Interesting case, this Begay v. Commissioner.
The court rejects Religious Freedom Restoration Act and Equal Protection claims, holding that a Navajo elder’s care of a nephew is insufficient to confer the required status for deductions under the Internal Revenue Code.
Here is the argument:
Although petitioner concedes that TD is not her qualifying child under section 152(c)(2), she argues that the exclusion from the section 152(c)(2) relationships of certain obligatory clan-based relationships in Navajo culture violates her constitutional rights under both the Free Exercise Clause of the First Amendment to the Constitution and the Fifth and Fourteenth Amendments to the Constitution.
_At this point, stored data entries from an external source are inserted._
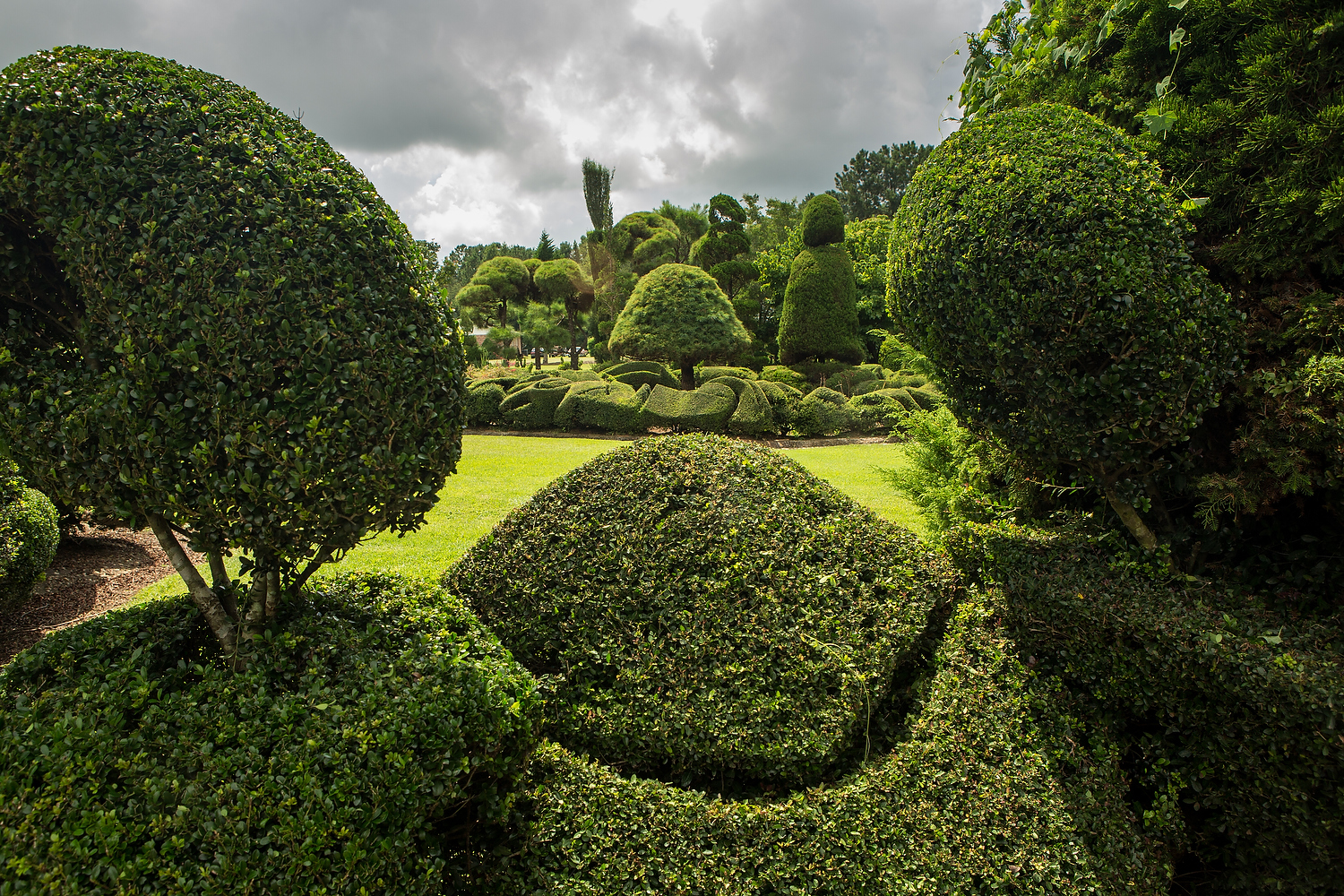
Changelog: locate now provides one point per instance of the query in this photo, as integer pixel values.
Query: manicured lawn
(500, 471)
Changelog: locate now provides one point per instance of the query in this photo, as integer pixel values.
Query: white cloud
(472, 116)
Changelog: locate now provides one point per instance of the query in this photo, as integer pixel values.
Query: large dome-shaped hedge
(211, 314)
(703, 608)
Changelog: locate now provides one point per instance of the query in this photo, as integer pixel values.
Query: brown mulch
(96, 570)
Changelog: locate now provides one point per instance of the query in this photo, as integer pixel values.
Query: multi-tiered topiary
(214, 327)
(1042, 266)
(820, 319)
(677, 314)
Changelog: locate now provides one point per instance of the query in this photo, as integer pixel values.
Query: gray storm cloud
(470, 118)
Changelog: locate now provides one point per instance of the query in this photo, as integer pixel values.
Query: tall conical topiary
(820, 319)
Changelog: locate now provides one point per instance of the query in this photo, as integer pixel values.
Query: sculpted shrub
(215, 327)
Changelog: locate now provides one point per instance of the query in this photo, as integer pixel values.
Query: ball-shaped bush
(823, 220)
(677, 314)
(210, 314)
(701, 606)
(1042, 266)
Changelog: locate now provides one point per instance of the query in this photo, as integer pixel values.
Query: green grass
(499, 471)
According to petitioner, in Navajo culture and tradition children are not only children of the parents; they are also children of the clan. Petitioner submits that a Navajo clan consists of the first clans of the child’s mother, father, maternal grandfather, and paternal grandfather and that the clan relationship may extend beyond the foregoing if, for example, the child is adopted.
How Dickensian.
“As here, congressional action awarding monetary
benefits such as the earned income credit inevitably involves the kind of line
drawing that will leave some comparably needy person outside the favored circle.”
Could have at least used “child” instead of “person”. Also, it’s convenient to invoke sovereignty to print more money for Wall St., but then invoke limited resources in this case. I guess some people just like to live in a room full of 800-pound gorillas!